Ia juga masih mengenang bagaimana dua kampung yang masing-masing menjadi basis Masyumi dan PKI tetap akur meski beda pilihan politik. Layaknya hajatan massal, pada Pemilu 1955 semua orang antusias terlibat. “Meriah dulu mah, mungkin suasananya kaya 17-an gitu kalau sekarang,” kata Ayoy seperti dikutip dari CNNIndonesia.com.
Ia juga masih ingat kala itu beberapa partai juga menerbitkan koran masing-masing sebagai media memberitakan perkembangan dan media propagandanya masing-masing. “Jaman dulu mah juga udah ada hoaks, tapi istilahnya bukan itu. Fitnah mungkin ya? Polanya mah sama aja ya kalau saya perhatikan setiap pemilu,” kata Ayoy.

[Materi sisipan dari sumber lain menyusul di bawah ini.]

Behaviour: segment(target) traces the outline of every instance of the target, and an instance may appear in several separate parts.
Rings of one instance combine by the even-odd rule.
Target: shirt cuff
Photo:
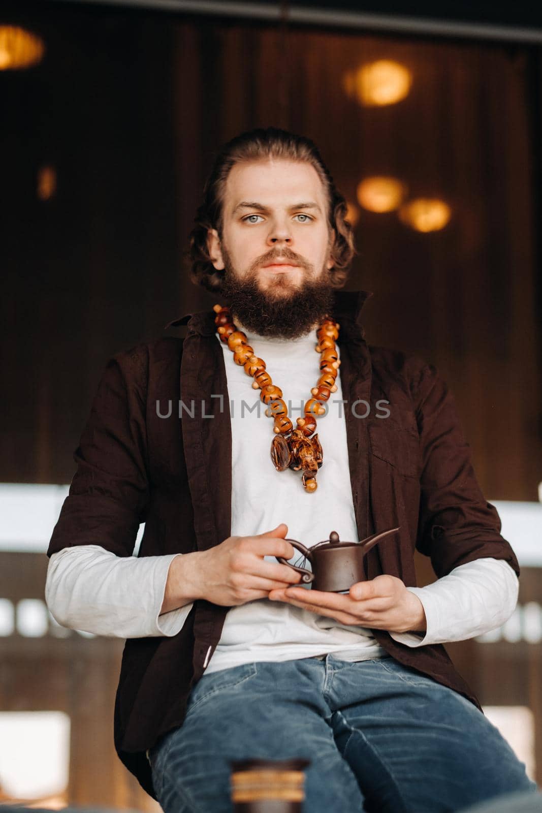
[[[459,565],[426,587],[407,587],[425,611],[425,633],[394,633],[406,646],[466,641],[501,626],[518,601],[518,580],[503,559],[483,558]]]
[[[168,612],[162,613],[162,615],[160,615],[162,603],[166,593],[166,583],[167,581],[169,568],[176,556],[182,556],[182,554],[176,554],[171,557],[165,572],[165,578],[162,578],[160,580],[156,593],[159,598],[159,604],[157,607],[158,614],[155,620],[157,629],[156,634],[167,636],[168,637],[172,637],[174,635],[176,635],[177,633],[180,632],[194,603],[193,602],[190,602],[189,604],[185,604],[182,607],[177,607],[176,610],[170,610]]]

Di Kota Bandung, banyak pemilih yang dongkol dan kesal saat melakukan pemungutan suara. Hingga sore hari sekitar pukul 18.00 WIB, masih banyak pemilih yang belum menggunakan hak suaranya.
Berdasarkan pantauan wartawan Pikiran Rakjat saat Pemilu berlangsung hujan lebat mengguyur Kota Bandung.
Tidak diketahui apakah faktor alam ini mempengaruhi lambannya pemungutan suara berlangsung. Lebih parahnya lagi, pemungutan suara bahkan baru selesai hingga pukul 21.00 WIB.
Bukan Obat Mujarab
Ya, dengan 1001 permasalahannya, Pemilu 1955 pada akhirnya berlangsung lancar dan aman. Itu patut dicatat dan dibanggakan bahwa Pemilu yang pertama kali itu berhasil diselenggarakan dengan aman, lancar, jujur dan adil serta sangat demokratis. Pemilu itu bahkan mendapat pujian dari berbagai pihak, termasuk dari negara-negara asing.
Belakangan, meski Pemilu 1955 dan hasilnya itu tak memuaskan berbagai kelompok dan golongan serta gagal menciptakan stabilitas politik, Herbeth Feith keadaan itu sebagai kewajaran belaka.
Ia menyebut Pemilu 1955 itu bukanlah ‘obat mujarab’ bagi sistem politik Indonesia yang kala itu sedang gonjang-ganjing.
“Dinamika politik Indonesia tak berubah gara-gara Pemilu. Namun demikian parlemen yang terpilih secara demokratis seperti itu adalah langkah awal bagi evolusi bangsa yang demokratis, sekaligus merepresentasikan capaian penting,” tulis Feith dalam bukunya itu.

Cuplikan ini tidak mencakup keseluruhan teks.